It’s coming for a while, and on Monday, it happened. The Timbers parted ways with head coach John Spencer. Spenny had his moments in Portland, but never really lived up to the expectations (realistic or not) of both the Timbers Army and team owner Merritt Paulson. This is a great opportunity to look at Spencer’s record as a coach, and what we can expect from the Timbers now that he has moved on.
Records
Total MLS: 51 matches: 16 wins, 22 losses, 13 draws; 56 goals scored, 72 goals conceded.
Home: 14 W, 7 L, 5 D
Away: 2 W, 15 L, 8 D
MLS Cascadia matches: 3 W, 1 L, 2 D
The home record under Spencer has been quite good, and one loss in six Cascadia matches doesn’t hurt his legacy any either. The really damning statistic that will stick with us from the Spencer years (well, year and a half) is the away record. Two wins in 25 road matches. It has been a defining characteristic of this team over our first two MLS seasons that we simply cannot win on the road. 1-0 victories over Chicago and Vancouver have been blips, tiny imperfections in our otherwise universally dismal road campaigns.
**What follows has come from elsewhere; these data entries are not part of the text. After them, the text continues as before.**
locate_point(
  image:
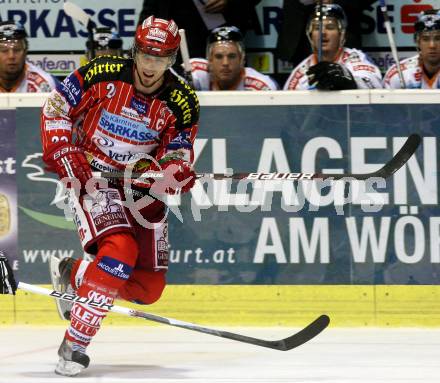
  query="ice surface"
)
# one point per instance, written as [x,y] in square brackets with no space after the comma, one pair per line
[164,355]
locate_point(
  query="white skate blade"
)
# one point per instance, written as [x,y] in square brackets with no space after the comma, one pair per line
[68,368]
[55,278]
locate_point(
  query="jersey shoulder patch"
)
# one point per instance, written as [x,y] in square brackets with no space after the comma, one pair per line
[183,102]
[106,68]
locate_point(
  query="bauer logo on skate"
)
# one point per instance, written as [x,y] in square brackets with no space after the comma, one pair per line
[70,88]
[113,267]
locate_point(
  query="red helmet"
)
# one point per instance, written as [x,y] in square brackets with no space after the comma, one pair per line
[157,37]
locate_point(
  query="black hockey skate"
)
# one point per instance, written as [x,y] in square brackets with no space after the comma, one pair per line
[72,359]
[60,271]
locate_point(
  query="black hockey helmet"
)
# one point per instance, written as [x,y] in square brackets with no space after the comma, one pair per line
[105,38]
[427,21]
[333,11]
[10,30]
[227,33]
Lately, that road syndrome has looked even worse, because of how well we are playing at home. The first half against San Jose was one of the best halves of football in Spencer’s tenure, but it was sandwiched between two 3-0 losses (away to Colorado and Salt Lake) in which the team did worse than lose – we gave up. The inability to take any of the momentum from our many home victories and translate it to success on the road is the biggest reason that John Spencer is gone.
Besides that glaring stat, there has been the inability to create a system to take advantage of star strikers. First Kenny Cooper and now Kris Boyd have been brought in to score goals, something they are certainly capable of doing, only to be frustrated by a system that never played to their strengths. Lately, the wing players have done more to open up Boyd in the middle, but it still feels like the inability to develop a Cooper-, then Boyd-centric system has contributed to Spencer’s fall.
So what will we see going forward? Interim coach and GM Gavin Wilkinson certainly has his part in the blame for the Timbers’ failings so far, and you have to wonder if such a team insider can really do all that much to change the direction of the side. We face off with the Galaxy on Saturday in a match that could see us climb up again into range of the playoff race, or one that could sink us as far away as ever from that glory. Things are so tight in the bottom half of the West that every win is worth a promotion in the standings, but that won’t last long. By the end of July, things are going to separate out a bit more, and it’s hard to say where we’ll be when they do. Sometimes, teams treat a coaching change as a chance to start over, and results improve. We can only hope that on Saturday, and on the several more match days this busy Timbers July, we’ll see that kind of reaction from the boys. RCTID.